Holistic Multilingual Early Learning
Lessons From Families, Educators, and Administrators in a Preschool Program
Keywords:
multilingualism, early childhood education, dual language, family partnershipsAbstract
The Reggio Emilia approach, including the concept of the hundred languages that children use, offers expansive opportunities for affirming and sustaining the multilingual identities of young children (Fyfe et al., 2023). This paper counters the authoritarian culture of power (Delpit, 1988) in schooling that privileges monolingual, monomodal English as superior and dominant. We examine the intersections of multilingualism and a Reggio Emilia approach in the early childhood context. We draw on data from a study with a public, Reggio-inspired preschool dual language program in a large Midwest city in the US, created and operated in close collaboration amongst administrators, families, teachers, and staff.

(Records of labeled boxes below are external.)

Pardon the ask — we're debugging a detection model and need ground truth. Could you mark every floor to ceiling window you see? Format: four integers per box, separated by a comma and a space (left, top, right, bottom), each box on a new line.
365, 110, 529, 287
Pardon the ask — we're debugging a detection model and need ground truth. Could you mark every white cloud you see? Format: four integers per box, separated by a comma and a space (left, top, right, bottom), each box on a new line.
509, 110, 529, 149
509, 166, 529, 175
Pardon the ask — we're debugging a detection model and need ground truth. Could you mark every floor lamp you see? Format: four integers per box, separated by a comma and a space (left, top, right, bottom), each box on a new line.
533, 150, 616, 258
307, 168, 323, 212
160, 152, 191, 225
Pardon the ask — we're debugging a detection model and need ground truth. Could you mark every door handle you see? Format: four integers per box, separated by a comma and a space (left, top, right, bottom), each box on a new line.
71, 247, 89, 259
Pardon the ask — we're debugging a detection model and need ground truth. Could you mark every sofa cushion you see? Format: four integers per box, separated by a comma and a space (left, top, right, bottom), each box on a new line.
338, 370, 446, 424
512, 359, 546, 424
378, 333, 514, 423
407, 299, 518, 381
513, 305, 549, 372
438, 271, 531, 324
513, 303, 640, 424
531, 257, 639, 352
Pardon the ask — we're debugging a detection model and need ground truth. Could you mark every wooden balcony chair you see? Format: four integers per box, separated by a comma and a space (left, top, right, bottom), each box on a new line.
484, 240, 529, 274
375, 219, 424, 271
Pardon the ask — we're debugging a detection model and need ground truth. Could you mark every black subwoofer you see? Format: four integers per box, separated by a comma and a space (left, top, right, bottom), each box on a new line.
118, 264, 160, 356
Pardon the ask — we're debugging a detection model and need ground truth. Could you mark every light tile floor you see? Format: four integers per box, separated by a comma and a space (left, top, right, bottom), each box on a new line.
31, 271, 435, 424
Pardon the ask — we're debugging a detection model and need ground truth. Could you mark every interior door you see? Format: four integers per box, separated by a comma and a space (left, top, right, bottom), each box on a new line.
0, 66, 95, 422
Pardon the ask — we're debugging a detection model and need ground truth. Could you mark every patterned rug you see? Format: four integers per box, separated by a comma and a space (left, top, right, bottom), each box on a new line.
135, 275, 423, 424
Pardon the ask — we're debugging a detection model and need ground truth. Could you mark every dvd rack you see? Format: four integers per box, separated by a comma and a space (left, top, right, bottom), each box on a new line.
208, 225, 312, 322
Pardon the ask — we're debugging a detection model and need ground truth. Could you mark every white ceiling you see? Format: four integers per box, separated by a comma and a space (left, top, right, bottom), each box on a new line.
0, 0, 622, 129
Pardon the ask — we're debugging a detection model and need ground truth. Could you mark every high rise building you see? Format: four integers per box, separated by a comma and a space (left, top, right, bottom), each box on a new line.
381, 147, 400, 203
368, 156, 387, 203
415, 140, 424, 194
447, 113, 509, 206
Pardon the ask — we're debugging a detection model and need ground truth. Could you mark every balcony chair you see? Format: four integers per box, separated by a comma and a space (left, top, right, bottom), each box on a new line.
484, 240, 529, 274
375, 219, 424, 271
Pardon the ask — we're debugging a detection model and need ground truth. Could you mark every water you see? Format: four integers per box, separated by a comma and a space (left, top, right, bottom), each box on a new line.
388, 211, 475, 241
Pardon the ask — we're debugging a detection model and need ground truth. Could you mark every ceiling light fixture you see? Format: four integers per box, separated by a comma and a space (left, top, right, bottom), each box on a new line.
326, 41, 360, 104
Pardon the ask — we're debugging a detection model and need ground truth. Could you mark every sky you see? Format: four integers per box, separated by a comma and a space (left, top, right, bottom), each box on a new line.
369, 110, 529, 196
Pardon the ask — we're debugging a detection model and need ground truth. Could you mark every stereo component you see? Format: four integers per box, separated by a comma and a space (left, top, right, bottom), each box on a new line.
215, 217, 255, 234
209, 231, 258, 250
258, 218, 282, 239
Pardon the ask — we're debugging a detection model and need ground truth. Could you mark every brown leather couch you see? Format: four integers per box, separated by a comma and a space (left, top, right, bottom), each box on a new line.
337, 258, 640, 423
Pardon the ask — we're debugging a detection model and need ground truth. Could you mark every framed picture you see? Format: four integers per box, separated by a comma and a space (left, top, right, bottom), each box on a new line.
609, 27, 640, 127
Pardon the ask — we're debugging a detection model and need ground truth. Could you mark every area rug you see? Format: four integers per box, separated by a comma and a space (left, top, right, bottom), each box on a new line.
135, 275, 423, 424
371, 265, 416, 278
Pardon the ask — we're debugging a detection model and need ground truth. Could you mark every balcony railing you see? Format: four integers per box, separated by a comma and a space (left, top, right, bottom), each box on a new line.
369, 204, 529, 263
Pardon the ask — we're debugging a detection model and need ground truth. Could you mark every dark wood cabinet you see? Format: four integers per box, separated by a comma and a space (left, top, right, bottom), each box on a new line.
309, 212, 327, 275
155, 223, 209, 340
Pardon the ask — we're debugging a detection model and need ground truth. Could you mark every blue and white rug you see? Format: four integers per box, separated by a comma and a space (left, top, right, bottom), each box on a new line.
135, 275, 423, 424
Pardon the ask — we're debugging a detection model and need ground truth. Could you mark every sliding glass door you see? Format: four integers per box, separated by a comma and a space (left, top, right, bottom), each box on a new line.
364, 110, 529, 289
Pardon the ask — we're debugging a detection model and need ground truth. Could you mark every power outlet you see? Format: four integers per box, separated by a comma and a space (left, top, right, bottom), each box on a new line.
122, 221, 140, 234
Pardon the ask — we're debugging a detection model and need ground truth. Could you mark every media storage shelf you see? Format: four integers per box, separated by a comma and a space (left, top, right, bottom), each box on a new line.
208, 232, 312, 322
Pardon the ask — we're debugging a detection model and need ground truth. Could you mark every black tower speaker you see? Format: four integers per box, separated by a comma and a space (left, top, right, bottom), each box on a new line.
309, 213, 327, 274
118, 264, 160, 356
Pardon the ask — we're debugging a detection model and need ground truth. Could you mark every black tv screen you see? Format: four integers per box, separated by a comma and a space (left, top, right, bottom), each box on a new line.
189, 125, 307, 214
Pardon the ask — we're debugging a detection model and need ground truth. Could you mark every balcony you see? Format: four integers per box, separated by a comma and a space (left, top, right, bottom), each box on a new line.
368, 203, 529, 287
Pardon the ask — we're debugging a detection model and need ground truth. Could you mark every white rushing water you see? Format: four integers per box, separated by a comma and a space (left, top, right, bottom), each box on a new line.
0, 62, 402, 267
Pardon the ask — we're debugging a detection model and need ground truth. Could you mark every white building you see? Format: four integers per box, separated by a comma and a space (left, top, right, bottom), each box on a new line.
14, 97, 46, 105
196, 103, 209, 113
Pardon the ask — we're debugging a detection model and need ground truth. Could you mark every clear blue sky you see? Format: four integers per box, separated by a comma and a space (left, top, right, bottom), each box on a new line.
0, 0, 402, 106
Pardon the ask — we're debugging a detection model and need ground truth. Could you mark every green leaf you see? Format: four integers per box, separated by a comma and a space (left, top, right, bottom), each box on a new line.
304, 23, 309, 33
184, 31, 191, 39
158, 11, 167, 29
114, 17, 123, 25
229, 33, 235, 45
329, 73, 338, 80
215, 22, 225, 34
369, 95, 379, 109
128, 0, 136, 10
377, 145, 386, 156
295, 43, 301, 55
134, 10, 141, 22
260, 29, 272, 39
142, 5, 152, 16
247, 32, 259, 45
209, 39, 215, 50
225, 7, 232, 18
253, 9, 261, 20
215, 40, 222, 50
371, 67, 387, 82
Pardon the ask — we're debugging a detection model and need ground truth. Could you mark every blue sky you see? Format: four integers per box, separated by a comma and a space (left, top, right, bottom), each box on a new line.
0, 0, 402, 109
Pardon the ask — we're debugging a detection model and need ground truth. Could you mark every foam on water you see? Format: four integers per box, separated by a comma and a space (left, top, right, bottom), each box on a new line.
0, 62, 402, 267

Through individual interviews and focus groups, families, educators, and administrators shared their perspectives on the history and the current implementation of the program’s curricula, the program structures that sustain the quality of the educators and staff, the impact on children’s development and learning, and the contributions of families and community. We analyze bilingual identity development for young children and their families in the context of dual language schooling, as well as the necessity of uplifting and amplifying multilingualism within foundation pedagogical approaches like Reggio. Finally, we identify ways that multilingual pedagogies, including but not limited to translanguaging and translanguaging universal design for learning (TrUDL) (Cioè-Peña, 2022), are inextricably linked with other seminal approaches to early learning, rather than an afterthought or appendage that must be squeezed into preexisting learning structures.